Owen is silent for so long, Steven thinks he must have laid down the phone receiver. Steven has switched to NBC news, there’s an exposé of deplorable conditions in the New Orleans Parish Prison which detains Asian and Haitian immigrants for the federal Immigration and Naturalization Service, interviews with visibly scarred, injured men, protestations and denials from prison authorities. Steven listens appalled as Owen resumes his monologue of complaints with renewed fervor, how hurt he’s been, how depressed, the past six months have been hell, his thirtieth birthday is imminent and sometimes he wonders, with so much pain, his paintings rejected that are “every bit as strong” as Lucien Freud’s nudes, Philip Pearlstein’s overrated nudes, and friends letting him down, and the world so vicious, sometimes he wonders whether it’s worth it to keep going. Steven, listening to the testimony of a hospitalized Asian detainee who’d been beaten nearly to death by Caucasian prison guards, says vaguely, “I suppose so, Owen.” Owen says, “What?” Steven says, “Or—maybe it isn’t. It’s your call.” Again there’s shocked silence.
Then Owen says quietly, “You’re saying, Steve, I should—give up?”
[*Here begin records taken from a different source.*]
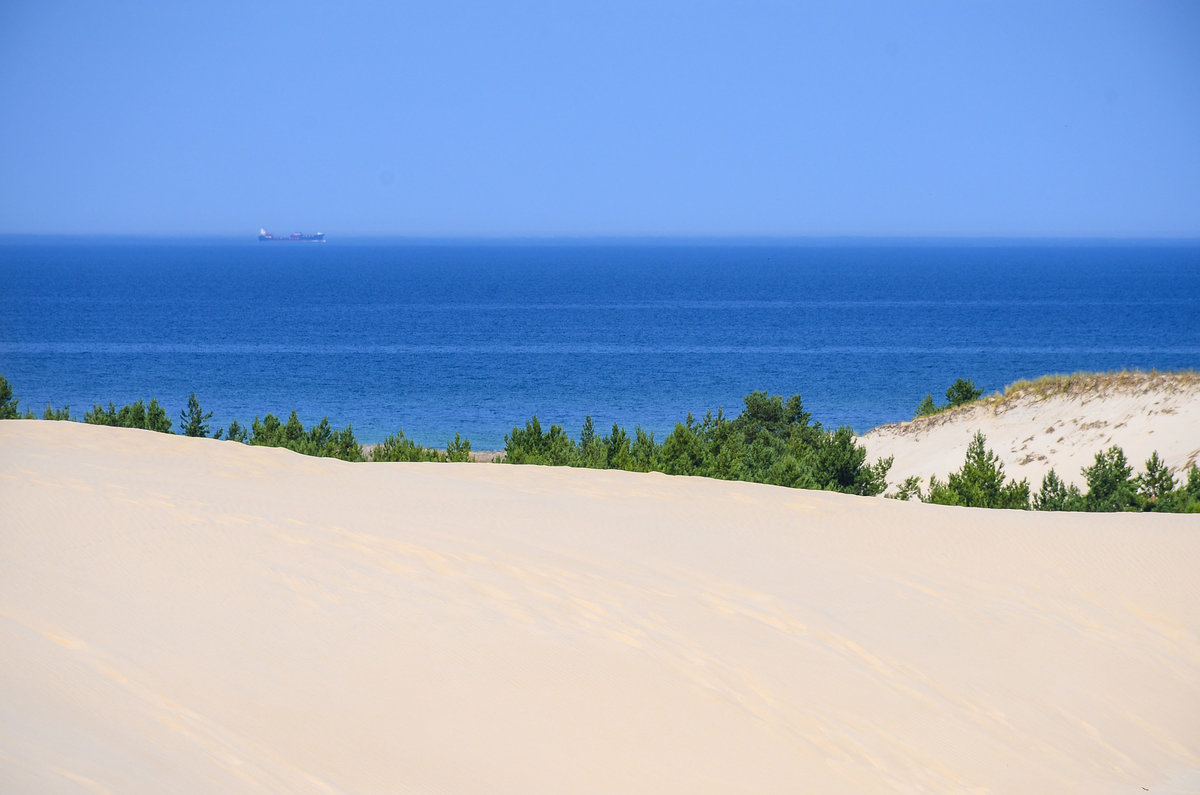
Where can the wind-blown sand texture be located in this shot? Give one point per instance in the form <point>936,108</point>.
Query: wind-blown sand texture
<point>1060,424</point>
<point>191,615</point>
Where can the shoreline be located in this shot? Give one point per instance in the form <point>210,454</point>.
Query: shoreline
<point>192,616</point>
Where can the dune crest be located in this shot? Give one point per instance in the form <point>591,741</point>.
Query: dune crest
<point>1059,422</point>
<point>190,615</point>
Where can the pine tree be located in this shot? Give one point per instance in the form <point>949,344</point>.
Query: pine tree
<point>193,420</point>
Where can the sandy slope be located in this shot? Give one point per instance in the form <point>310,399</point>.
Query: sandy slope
<point>191,615</point>
<point>1032,432</point>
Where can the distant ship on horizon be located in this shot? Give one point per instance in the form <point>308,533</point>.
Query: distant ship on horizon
<point>295,237</point>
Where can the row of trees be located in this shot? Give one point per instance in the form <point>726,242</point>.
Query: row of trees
<point>1111,485</point>
<point>772,441</point>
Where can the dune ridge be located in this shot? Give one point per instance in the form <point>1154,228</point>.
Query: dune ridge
<point>191,615</point>
<point>1056,422</point>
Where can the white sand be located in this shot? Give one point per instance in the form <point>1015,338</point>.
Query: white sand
<point>1139,412</point>
<point>190,615</point>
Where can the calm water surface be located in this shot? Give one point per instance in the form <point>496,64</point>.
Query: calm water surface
<point>473,338</point>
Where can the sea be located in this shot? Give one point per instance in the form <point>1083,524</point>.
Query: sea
<point>444,336</point>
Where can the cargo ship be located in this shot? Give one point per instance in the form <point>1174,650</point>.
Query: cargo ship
<point>295,237</point>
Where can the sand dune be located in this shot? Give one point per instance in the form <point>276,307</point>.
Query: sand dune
<point>190,615</point>
<point>1035,430</point>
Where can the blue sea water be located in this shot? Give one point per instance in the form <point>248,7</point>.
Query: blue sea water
<point>471,338</point>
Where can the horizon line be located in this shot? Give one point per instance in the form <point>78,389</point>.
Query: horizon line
<point>615,238</point>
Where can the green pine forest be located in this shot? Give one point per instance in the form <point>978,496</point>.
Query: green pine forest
<point>773,441</point>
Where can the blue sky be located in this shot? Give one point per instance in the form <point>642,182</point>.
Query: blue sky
<point>515,119</point>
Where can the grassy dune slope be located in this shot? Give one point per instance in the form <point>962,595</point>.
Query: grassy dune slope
<point>190,615</point>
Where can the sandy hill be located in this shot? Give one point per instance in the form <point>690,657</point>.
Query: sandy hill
<point>1059,422</point>
<point>191,615</point>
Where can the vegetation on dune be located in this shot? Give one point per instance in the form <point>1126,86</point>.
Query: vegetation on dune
<point>150,417</point>
<point>960,393</point>
<point>772,441</point>
<point>1081,383</point>
<point>1111,486</point>
<point>979,483</point>
<point>399,447</point>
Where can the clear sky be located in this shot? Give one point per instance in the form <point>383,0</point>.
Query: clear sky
<point>497,119</point>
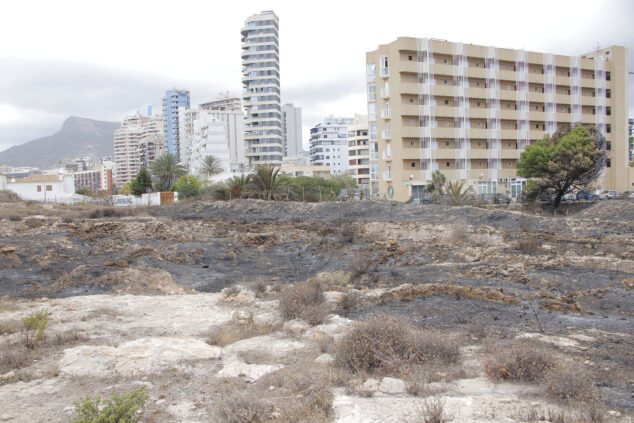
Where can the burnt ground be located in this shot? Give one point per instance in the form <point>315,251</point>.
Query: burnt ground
<point>558,275</point>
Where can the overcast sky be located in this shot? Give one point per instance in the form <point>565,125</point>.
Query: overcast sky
<point>104,60</point>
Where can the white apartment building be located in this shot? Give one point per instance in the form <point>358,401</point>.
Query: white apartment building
<point>206,135</point>
<point>359,152</point>
<point>136,144</point>
<point>261,81</point>
<point>47,188</point>
<point>229,110</point>
<point>328,144</point>
<point>292,128</point>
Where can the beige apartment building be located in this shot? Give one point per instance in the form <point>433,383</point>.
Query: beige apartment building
<point>469,111</point>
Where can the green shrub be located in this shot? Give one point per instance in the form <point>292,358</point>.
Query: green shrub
<point>117,409</point>
<point>304,300</point>
<point>520,361</point>
<point>34,326</point>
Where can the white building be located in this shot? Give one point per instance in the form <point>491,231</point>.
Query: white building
<point>292,128</point>
<point>261,95</point>
<point>206,136</point>
<point>136,144</point>
<point>359,152</point>
<point>47,188</point>
<point>229,110</point>
<point>328,144</point>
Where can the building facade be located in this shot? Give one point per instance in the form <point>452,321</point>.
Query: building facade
<point>469,111</point>
<point>97,180</point>
<point>47,188</point>
<point>328,144</point>
<point>174,103</point>
<point>292,129</point>
<point>229,110</point>
<point>261,95</point>
<point>207,136</point>
<point>136,144</point>
<point>359,152</point>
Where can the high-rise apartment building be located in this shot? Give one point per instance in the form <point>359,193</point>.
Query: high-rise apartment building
<point>292,129</point>
<point>328,143</point>
<point>469,111</point>
<point>174,103</point>
<point>229,110</point>
<point>136,144</point>
<point>359,152</point>
<point>261,81</point>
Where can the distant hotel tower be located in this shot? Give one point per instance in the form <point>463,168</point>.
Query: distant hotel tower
<point>261,80</point>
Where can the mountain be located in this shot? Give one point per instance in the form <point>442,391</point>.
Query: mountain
<point>79,137</point>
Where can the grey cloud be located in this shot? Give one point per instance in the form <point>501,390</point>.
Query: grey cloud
<point>60,89</point>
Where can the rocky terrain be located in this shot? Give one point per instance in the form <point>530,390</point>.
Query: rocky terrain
<point>137,299</point>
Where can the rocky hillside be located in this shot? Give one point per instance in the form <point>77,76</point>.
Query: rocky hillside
<point>78,137</point>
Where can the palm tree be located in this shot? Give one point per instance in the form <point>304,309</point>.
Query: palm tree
<point>459,193</point>
<point>237,185</point>
<point>211,166</point>
<point>167,170</point>
<point>264,182</point>
<point>437,186</point>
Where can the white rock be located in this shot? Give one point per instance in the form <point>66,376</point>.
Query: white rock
<point>249,372</point>
<point>324,358</point>
<point>144,355</point>
<point>7,375</point>
<point>392,386</point>
<point>296,327</point>
<point>268,343</point>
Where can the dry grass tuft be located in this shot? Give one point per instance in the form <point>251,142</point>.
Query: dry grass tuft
<point>433,411</point>
<point>519,361</point>
<point>305,301</point>
<point>235,330</point>
<point>572,384</point>
<point>529,246</point>
<point>14,357</point>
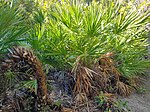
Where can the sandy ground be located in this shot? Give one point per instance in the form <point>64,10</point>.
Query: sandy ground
<point>140,102</point>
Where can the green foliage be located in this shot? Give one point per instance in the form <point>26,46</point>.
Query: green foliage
<point>71,29</point>
<point>60,32</point>
<point>12,28</point>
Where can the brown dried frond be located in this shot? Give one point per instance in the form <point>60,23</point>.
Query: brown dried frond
<point>83,84</point>
<point>19,54</point>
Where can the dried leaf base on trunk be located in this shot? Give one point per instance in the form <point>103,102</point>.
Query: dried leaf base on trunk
<point>17,59</point>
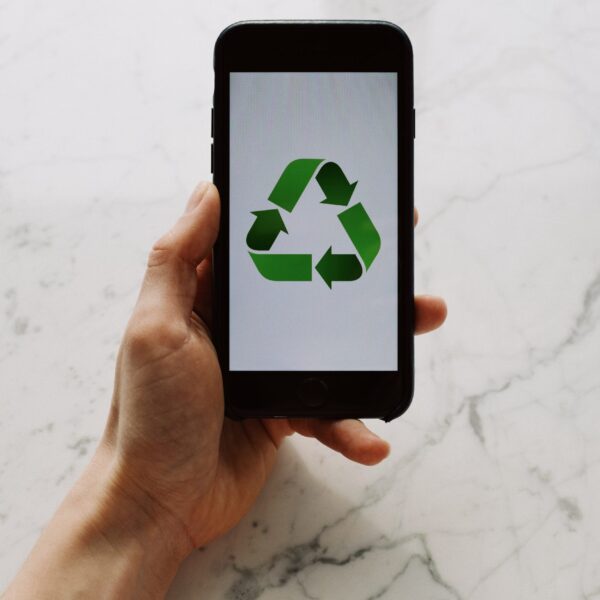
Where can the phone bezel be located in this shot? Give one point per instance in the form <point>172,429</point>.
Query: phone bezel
<point>316,46</point>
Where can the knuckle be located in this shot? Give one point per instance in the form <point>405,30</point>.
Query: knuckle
<point>161,252</point>
<point>147,336</point>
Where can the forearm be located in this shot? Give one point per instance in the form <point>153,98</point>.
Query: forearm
<point>101,544</point>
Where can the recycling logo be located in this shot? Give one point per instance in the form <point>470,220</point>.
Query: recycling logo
<point>331,266</point>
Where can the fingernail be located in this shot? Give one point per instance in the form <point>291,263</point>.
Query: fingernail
<point>196,196</point>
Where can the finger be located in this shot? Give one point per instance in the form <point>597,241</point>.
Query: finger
<point>430,313</point>
<point>170,282</point>
<point>204,291</point>
<point>349,437</point>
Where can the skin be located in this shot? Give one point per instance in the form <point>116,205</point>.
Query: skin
<point>171,473</point>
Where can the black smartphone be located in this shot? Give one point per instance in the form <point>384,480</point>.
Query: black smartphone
<point>313,127</point>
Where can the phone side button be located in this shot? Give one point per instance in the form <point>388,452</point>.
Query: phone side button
<point>312,392</point>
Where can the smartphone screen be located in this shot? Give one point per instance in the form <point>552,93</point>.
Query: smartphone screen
<point>313,221</point>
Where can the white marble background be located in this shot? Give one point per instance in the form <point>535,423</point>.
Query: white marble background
<point>492,490</point>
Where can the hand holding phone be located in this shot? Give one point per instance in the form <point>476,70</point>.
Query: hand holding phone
<point>313,155</point>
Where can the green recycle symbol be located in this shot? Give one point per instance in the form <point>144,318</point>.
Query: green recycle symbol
<point>354,219</point>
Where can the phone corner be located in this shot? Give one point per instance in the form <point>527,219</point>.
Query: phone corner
<point>398,34</point>
<point>226,33</point>
<point>404,398</point>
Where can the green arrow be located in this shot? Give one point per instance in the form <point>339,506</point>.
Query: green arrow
<point>284,267</point>
<point>338,267</point>
<point>362,232</point>
<point>335,186</point>
<point>265,229</point>
<point>293,181</point>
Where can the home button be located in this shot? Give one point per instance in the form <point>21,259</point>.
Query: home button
<point>312,392</point>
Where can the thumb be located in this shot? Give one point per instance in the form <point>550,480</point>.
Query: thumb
<point>169,286</point>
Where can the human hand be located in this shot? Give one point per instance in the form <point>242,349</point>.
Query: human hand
<point>177,453</point>
<point>171,473</point>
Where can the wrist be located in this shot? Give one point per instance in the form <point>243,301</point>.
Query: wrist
<point>105,541</point>
<point>124,517</point>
“From your perspective? Maybe.”
There. Steven has said it.
Breathlessly, almost eagerly Owen says, “You think—? In my place—? You’d—”
“Owen, yes. Frankly, I would.”
Steven switches back to CNN. The President stepping out of Air Force One somewhere in Europe. Steven’s heart is beating quickly, as after an invigorating sprint. But he’s frightened, too. Uttering words he has only fantasized. Die, why don’t you. You pathetic loser. Put yourself out of your misery. Give us a break.
Of course, in the next moment Steven regrets what he’s said. He’s been blunt, cruel. Owen must be crushed. Quickly, he says, lowering the TV volume, “Owen? Maybe not. No. I’m sorry I said that.”